これらの風貌と滲み出る血なまぐさいオーラに、僕の内心は無意識に後退りしている。今まで出会ってきた人間の中でも、一番と言っても良いほどの危険な匂いがする。
 しかし、これからこの男の元で動くのなら、ここでビクビクした態度は嫌でも出せなかった。怖じ気付いた心に鞭を振るい、椅子から立ち上がり背筋を伸ばして男と向き合う。

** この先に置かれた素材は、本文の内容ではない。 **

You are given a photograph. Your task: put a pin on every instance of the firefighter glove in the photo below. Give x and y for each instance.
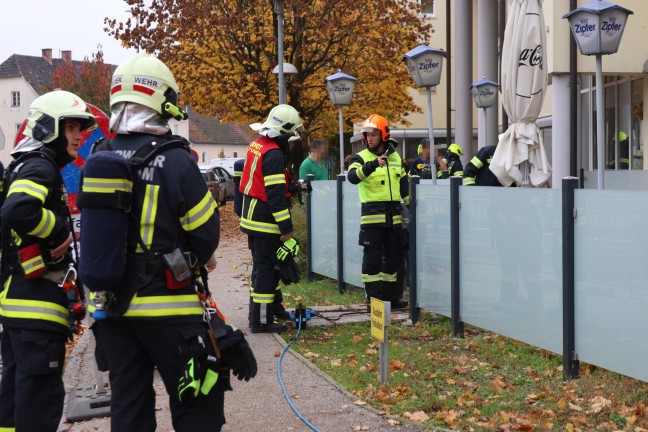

「Buon giorno signore.この国に来てから時間ぴったりに来る人は初めてなので、少し驚きました。あなたが…………あなたが、僕の待ち合わせ相手だと認識しても?」
「あぁ」
 短く発声されたその声は、耳をゾクッとさせる重低音だった。よくよく見ると整っている顔立ちは、ピクリとも表情筋を動かしていない。いざこうやって話し合っているのに、ますます言葉が通じる熊のようだと錯覚してしまいそうだ。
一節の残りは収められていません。